I first met Paco on the Via de la Plata a few years ago. We met in a small village which comprises only a bar and an albergue. I was walking straight through and Paco was sleeping there, but we shared a few brief words.
We met again the next day when Paco and an older German chap who had walked from Gibraltar sped past walking at 6kms an hour at least. We met up again many kilometres later at the wonderful albergue in Santa Marta de Terra, the Casa Anita. This place is owned by Anita and her ever helpful husband Domingo. As well as the albergue they run a bodega and produce their own wine. Limitless amounts are provided free of charge to pilgrims.


I parted company with Paco there and I thought I’d never see him again. Two years and many Caminos later I was walking the route to Finisterre with Esteban. We had taken the less travelled way to Muxía and then walked backed to Finisterre. Muxía is a beautiful fishing village and the route enters and leaves along the coastline. It considers itself to be the “end of the religious pilgrimage” and the Pilgrims’ Office there issues its own Certificate as does the albergue in Finisterre. Muxía is a place of legend where they say that the Virgin Mary arrived on a stone boat to encourage St James in his work preaching to the Spanish. It is said that parts of the stone boat remain on the beach in front of the Church of Saint Mary of the Boat, Santa Maria de la Barca.

On the way from Muxía to Finisterre there is a short cut into the village of Lires which involves negotiating sunken stepping stones. It is necessary to check the depth of the river, and on the day we were walking, we just managed to get across. By the time we did we were ready for lunch. Although small, Lires boasts three bars each of which appeared to be serving food. We picked one at random and settled at table. Across the dining room I saw a man and a woman eating lunch. The man’s face was vaguely familiar. Since the Big Man’s Spanish is better than mine I persuaded him to go and ask these strangers if we had ever met them before. It turned out to be Paco from the Via de la Plata. He had been walking the Camino del Norte and his wife had joined him in Santiago for the jaunt out to Finisterre and Muxía. But, they pointed out, Paco was really the pilgrim, for his wife this was just a short break. We left them after lunch with a warning about the river crossing and advice that it might be best to take the road route.

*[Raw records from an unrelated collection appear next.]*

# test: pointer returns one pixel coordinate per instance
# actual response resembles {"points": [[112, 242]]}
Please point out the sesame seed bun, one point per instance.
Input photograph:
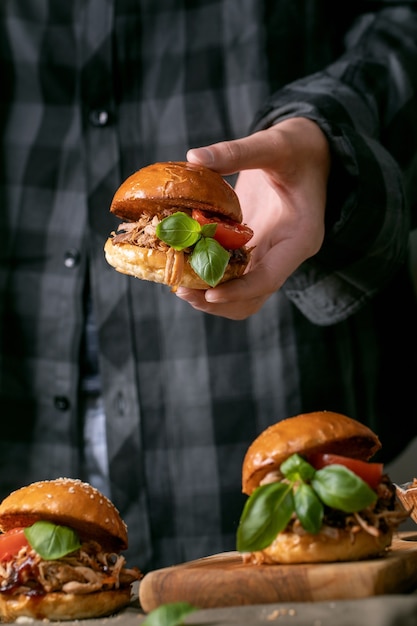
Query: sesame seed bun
{"points": [[67, 502]]}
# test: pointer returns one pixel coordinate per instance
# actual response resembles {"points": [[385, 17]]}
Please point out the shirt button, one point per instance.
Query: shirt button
{"points": [[61, 403], [71, 258], [99, 117]]}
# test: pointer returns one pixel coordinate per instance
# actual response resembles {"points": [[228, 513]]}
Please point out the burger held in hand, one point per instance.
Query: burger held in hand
{"points": [[60, 553], [182, 225], [314, 496]]}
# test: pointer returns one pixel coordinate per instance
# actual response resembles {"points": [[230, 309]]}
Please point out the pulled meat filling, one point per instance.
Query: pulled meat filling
{"points": [[143, 234], [86, 570], [384, 514]]}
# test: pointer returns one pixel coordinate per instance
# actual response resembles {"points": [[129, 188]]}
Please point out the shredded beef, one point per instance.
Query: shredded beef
{"points": [[83, 571]]}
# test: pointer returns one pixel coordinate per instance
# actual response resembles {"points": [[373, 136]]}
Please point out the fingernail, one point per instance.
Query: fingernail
{"points": [[204, 156]]}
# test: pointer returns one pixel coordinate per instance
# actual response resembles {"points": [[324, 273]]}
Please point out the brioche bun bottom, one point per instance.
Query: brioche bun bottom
{"points": [[150, 264], [58, 606], [290, 547]]}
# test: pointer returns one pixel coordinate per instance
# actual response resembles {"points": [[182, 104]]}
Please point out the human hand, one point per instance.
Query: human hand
{"points": [[282, 190]]}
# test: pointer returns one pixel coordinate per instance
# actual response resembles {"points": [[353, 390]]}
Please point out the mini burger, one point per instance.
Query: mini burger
{"points": [[60, 553], [182, 225], [314, 496]]}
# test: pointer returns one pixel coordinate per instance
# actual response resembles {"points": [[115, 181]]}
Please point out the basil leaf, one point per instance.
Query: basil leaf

Never thinking we would meet again, we set off for Finisterre, stayed overnight and got an early bus back to go to the 12 noon Pilgrims’ Mass in the Cathedral. It was packed as usual and we squeezed into a pew near the front. I looked around and there they were…Paco and his wife, sitting in front of us. “Hola otra vez” we said. They were delighted to see us again. “How did you get on with the river crossing?” we asked. “ I was fine” said Paco’s wife with a mischievous smile ,"but the Pilgrim fell in!”

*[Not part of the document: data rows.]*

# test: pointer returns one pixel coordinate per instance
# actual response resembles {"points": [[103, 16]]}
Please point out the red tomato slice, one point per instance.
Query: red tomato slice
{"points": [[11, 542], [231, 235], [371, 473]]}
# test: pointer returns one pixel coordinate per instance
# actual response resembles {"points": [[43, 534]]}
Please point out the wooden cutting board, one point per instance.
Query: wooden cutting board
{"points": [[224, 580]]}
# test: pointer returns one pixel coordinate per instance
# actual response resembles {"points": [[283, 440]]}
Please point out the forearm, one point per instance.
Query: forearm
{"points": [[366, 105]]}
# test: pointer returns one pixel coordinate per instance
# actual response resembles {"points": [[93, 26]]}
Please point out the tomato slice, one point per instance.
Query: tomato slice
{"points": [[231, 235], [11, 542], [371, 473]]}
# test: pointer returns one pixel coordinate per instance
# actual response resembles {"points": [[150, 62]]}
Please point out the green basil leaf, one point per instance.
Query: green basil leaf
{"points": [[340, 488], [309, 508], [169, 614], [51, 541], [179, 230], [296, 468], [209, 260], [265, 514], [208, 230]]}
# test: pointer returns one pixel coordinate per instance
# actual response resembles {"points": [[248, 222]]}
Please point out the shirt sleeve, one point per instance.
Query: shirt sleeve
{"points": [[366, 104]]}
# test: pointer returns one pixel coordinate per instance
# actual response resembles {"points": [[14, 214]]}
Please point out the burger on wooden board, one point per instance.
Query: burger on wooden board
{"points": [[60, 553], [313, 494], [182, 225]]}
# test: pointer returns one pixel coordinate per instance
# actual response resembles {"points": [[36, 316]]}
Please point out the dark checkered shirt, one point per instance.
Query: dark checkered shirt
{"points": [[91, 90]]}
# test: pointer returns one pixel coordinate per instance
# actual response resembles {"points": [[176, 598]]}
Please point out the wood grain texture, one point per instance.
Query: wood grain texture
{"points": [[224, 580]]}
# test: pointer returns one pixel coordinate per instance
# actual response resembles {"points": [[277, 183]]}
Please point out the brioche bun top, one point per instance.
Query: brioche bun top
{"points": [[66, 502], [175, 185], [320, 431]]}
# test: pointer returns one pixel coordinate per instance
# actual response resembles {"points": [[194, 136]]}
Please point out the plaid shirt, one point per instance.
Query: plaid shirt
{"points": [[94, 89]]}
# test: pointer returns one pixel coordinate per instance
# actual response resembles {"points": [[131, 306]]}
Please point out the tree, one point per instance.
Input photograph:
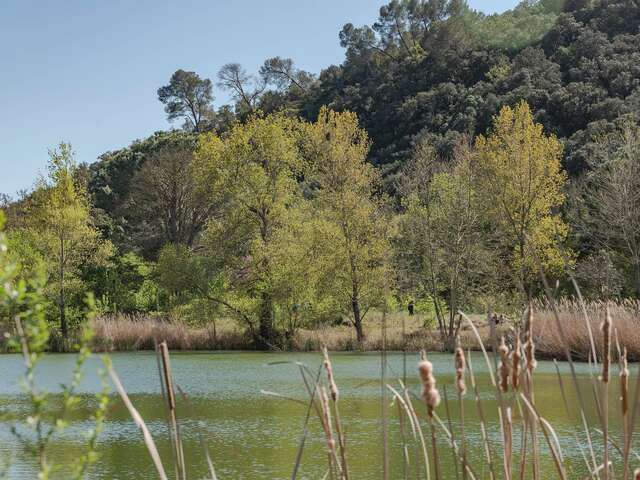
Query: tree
{"points": [[440, 249], [59, 226], [165, 203], [282, 73], [612, 200], [245, 88], [354, 225], [252, 174], [189, 97], [520, 183]]}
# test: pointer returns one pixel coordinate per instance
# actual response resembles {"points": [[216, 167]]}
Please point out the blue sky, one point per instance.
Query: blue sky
{"points": [[87, 71]]}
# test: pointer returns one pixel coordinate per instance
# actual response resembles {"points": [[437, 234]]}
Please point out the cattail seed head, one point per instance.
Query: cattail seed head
{"points": [[430, 394], [516, 356], [333, 388], [461, 363], [503, 368], [624, 383], [606, 345]]}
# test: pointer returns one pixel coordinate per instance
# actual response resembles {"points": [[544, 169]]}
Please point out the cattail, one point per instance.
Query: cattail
{"points": [[460, 367], [333, 388], [503, 368], [430, 394], [515, 363], [529, 345], [624, 382], [606, 345], [326, 421]]}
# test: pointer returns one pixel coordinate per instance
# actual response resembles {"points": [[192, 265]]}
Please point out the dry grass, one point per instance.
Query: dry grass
{"points": [[626, 323], [140, 333], [125, 333]]}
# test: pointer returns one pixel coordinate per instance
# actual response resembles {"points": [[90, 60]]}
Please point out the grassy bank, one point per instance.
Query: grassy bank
{"points": [[402, 331]]}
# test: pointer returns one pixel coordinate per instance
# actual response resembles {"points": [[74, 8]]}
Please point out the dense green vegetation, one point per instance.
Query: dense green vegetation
{"points": [[448, 160]]}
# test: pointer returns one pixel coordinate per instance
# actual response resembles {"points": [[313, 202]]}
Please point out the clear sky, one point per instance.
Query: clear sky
{"points": [[87, 71]]}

Since then my interest in the Camino Levante has grown and I’ve kept in touch with Paco from time to time by email. It will be good to see him again. And also to walk to Toledo where in a small bar on September the 11th I watched the twin towers being attacked and collapsing. The bar fell absolutely silent at the sight on the television with the only sound being the sad prophesy from the bar owner who said with a sigh “they will go to war over this”.
I'm very much looking forward to visiting the Cathedral in Toledo again. I remember that first visit when on entering the Sacristy you discover a display of pictures of which any art gallery would be proud. The great ceiling fresco by Lucas Jordán and painting after painting by El Greco.

From there the route heads to Ávila birthplace of the Spanish mystic St Teresa of Ávila then through endless meseta to Medina del Campo which still practices the quite mad (imho) Spanish “sport” of bullrunning where they let fighting bulls loose in the streets of the city leading then eventually to the bullring.
The route then goes onto to Zamora a very beautiful and much undiscovered Spanish city where it joins the Via de la Plata. In total 1300 kms. 7 weeks of fabulous walking.

Lunch with Andy was an inspiration. Much talking and much red wine. We were joined by Don Antonio who was fascinated by Andy’s Credencial with its vast array of sellos. I can see La Terazza offering sellos sometime soon.

I woke the next day with a slightly fuzzy head. It must have been something I ate and had of course nothing to do with the complimentary chupitos of home-made Orujo which Don Antonio insisted should finish the meal. But I was also excited. Planning a pilgrimage always does that to me.
Springing into action I phoned Esteban who I knew needed to buy new boots for the Hogmanay Camino. “Right Big Man, we’ll meet on Saturday and walk the 20 kms round trip to Itchy Feet in central London and then back to La Terazza”. And yesterday that’s exactly what we did. 20 kms followed by a plate of scalding hot Caldo Gallego then a plate of Cocido, slowly braised chicken, ham, pigs trotters, onions and chick peas.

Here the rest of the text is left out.